Person to tell your problems to: My Mirror. I'm the only one who understands.

People to talk on phone to: The people who owe me money, my underlings when I shout at them for being good for nothing, Bill Gates...hey, guy's gotta have connections, sides he still owes me a few Millions for that time in Vegas.

People to have adventure with: My, Myself and I, we really click, best road conversation a guy could get.

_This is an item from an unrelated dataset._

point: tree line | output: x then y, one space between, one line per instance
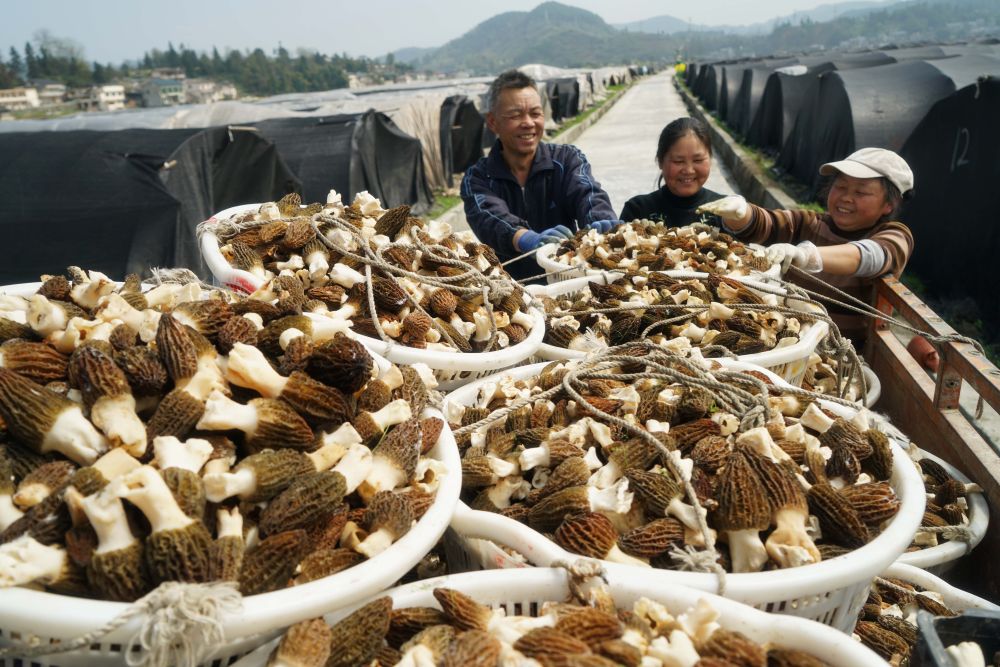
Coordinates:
252 72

Person you can do nothing with, but still have a good time: Vega: He's a whimp, he screams like a girl, Balrog, he's a dumb as a doormat, Juli and Juni, em, for some reasons ^_~.

Have you ever:

Danced around naked: Yup, on a table, but...for some reason, I later saw someone report on a mass death in that place, people all having a unison heartattack, eyes wide as hell, and brains melted, guess I'm good, eh? :-d

Lied about your bra/jock strap size: nope

Gotten drunk: Nope
Smoked a cigarette: No, I own cigarette companies, I know the risks, ^_~.

run away from cops: Police! I own the police! *laughs evilly, cough* Secret services, now...that's another story, course I don't run, I only relocate to a safer location for a temporary rest, have your facts write morsel!

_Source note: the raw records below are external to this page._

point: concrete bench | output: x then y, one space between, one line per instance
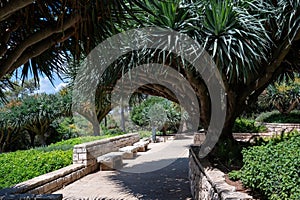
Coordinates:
142 145
129 151
110 161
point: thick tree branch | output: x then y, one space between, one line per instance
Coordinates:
41 47
33 39
13 6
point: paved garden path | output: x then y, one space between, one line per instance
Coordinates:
160 173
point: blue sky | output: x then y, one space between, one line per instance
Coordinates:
47 87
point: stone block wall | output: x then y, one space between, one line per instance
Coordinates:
49 182
208 183
87 153
84 163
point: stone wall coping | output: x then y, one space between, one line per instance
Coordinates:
217 180
41 180
104 141
282 124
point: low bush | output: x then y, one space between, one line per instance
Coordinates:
23 165
273 168
243 125
277 117
20 166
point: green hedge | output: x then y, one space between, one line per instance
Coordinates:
243 125
20 166
277 117
273 168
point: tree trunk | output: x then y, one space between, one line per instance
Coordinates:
32 138
122 119
42 139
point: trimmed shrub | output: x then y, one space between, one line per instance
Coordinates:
243 125
273 168
20 166
277 117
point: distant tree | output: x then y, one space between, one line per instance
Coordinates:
32 115
156 110
284 96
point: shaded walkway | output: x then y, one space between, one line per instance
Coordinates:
159 173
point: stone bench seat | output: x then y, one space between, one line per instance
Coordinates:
142 145
129 151
110 161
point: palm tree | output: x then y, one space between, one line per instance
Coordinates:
41 36
252 43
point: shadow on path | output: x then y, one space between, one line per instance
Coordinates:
167 183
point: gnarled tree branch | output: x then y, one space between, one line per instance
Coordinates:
13 6
34 39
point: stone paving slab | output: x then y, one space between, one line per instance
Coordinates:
159 173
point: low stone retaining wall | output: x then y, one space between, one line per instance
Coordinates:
84 162
87 153
50 182
279 127
208 183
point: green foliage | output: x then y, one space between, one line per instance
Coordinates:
243 125
284 96
228 152
145 134
32 115
277 117
155 108
23 165
20 166
273 168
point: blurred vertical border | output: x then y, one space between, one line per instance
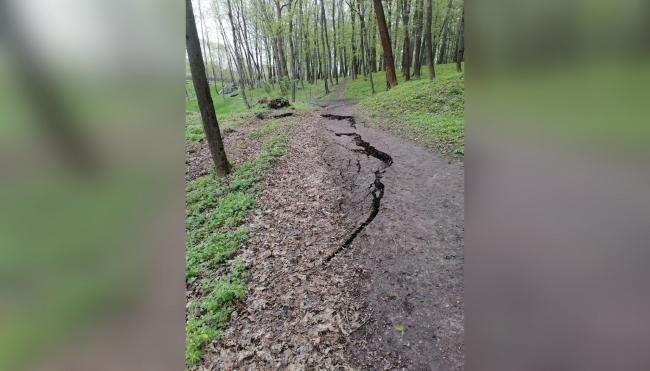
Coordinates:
557 180
91 185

Flip off you parents behind their backs: no
Mentally undressed someone: Yes, Have you looked at the women who challenge me? *dodges CL, Cammy and Rose*
Eaten crayons:nope
Shoplifted: MUAHHAHAHAHAHA!
Held a gun: Guns are for whimps, I much prefer doing it myself, or atleast using a Machine gun or Bazooka =P

seriously injured yourself: I...well, You know SF history, so leave me alone! D*mn brainless shotokaners, and PMS driven Chinese female warriors...

When was the last time you:

Went to a dance: Don't remember
Sang out loud: I do it once a day, helps train vocal cords for evil laughter, you should try too.

went to a porno site: No, Why settle for a site when you own Playboy, Heffman's a puppet I tell you:-d

Threw something: Um, was that detective I threw off a cliff a few minutes ago, oh an Vega into the wall after he whined about his payment.

Watched cartoons: I watch them always! You'd be surprised how much evil you can learn from them. Muahahaha!

Did something you enjoy: I killed that detective, hit Vega, trained on my evil laugh and dialect and then drank some wine.

Do you:

Have a pager: yes Have a cell phone: yes Have a laptop: yes Have money in pocket right now: No, but I have a few million in my matress, a few billion in my safe and a few more between the folds of my chin :-d, you'd be surprised how much room I have there

Have clothes on right now: yes
Have a mental disease: See personality, threat still applies.
Lie to people to make them think well of you: I'm a psychic warlord bent on world domination, Good and me don't mix, kapeesh?

Have behavioral problems: Does trying to conquer the world, beat and kill people, oh and torturing them count? oh I'm also told I should stop dancing, I don't know why, but when I do, people tend to lose it, no taste those mortals, I swear *shrugs*

Have a car: no, I have a Jet though Have self esteem problems: No. I cannot be beaten, MUAHAHAHAHA, Well...except for Ryu, or Akuma, or CL, oh...d*mn you! you get the picture RIGHT?!

Who sent this to you? That good for nothing pansy a** assassin which I will soon beat senseless for this waste of my time.

Who do you think isn't going to fill this survey out? I have no idea, nor do I care.